We’re talking about these summer bills today because is evident that Ohio Lawmakers are responding to and influencing the rise in discussion about women’s rights even on a local level.
For example, KSU is implementing many new programs to educate and combat inequality right now.
Clyde’s bills will leave decisions to patients and ensure that no corporation or CEO gets in the way of an individual receiving adequate healthcare.
I’m standing in front of Merrill Hall, where Dr.
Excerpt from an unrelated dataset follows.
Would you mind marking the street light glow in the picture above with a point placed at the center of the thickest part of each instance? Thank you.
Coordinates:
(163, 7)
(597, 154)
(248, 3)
Susanna Holt, professor and director of women studies at kent state, lauded Clyde’s legislative achievements and pointed out the importance of having a female perspective on a topic that is so intrinsic to women.
Susanna: “Missing components in most public conversations is a woman’s voice and I think that most of the directions we head as a culture come down to a kind of conversation. And if there is no woman’s voice that is speaking her truths with conviction and care the conversation is not going to go right.”
Near and far, local and national.
This topic continues to spring up in popular conversation, in initiatives and on the ballots
For broadcast beat reporting, I’m Rachel Godin.